カバーでも、サビだけを残せばよいわけではない
他の歌手の曲を歌うときにも、どこで声を聴かせるかという判断が必要になります。
テレビ番組のカバー企画「Kellyoke」では、長い曲を放送時間に収まるように短くしていました。
高音が出るサビだけを抜き出せば、それで一曲になるわけではありません。
音楽監督のジェイソン・ハルバートは、短くするときに大切なのは、曲の物語を残すことだと説明しています。
物語が順に進むカントリーの曲なら、三つの節を続けて残すこともある。
ポップソングでは、同じサビの繰り返しを減らせることもあります。
この作業の話は、ケリーの高音の魅力を考える手がかりにもなります。
何を歌ってきたあとで、そのサビに入るのか。
そこが分かるからこそ、大きな声が出たときに、曲の気持ちまで届くのです。
初期のR&B寄りの曲から、ロックのヒット、ソウルの作品、カバーへと広がった歩みは、ケリー・クラークソンの歌声の変遷でたどっています。
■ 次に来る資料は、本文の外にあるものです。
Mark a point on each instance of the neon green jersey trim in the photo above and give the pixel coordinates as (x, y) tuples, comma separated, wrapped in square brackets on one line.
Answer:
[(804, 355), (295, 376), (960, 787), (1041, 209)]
歌う曲が変わっても、彼女の強い声は、歌の人物の決意や喜びをはっきり伝えています。
「Since U Been Gone」を聴き直すなら、サビの高い音へすぐに飛ばず、最初の話し始めるような声から聴いてみてください。
小さく事情を話していた人が、自由をつかんで大きく歌う。
そこまでの変化があるから、あのサビでは、こちらも一緒に声を出したくなるのです。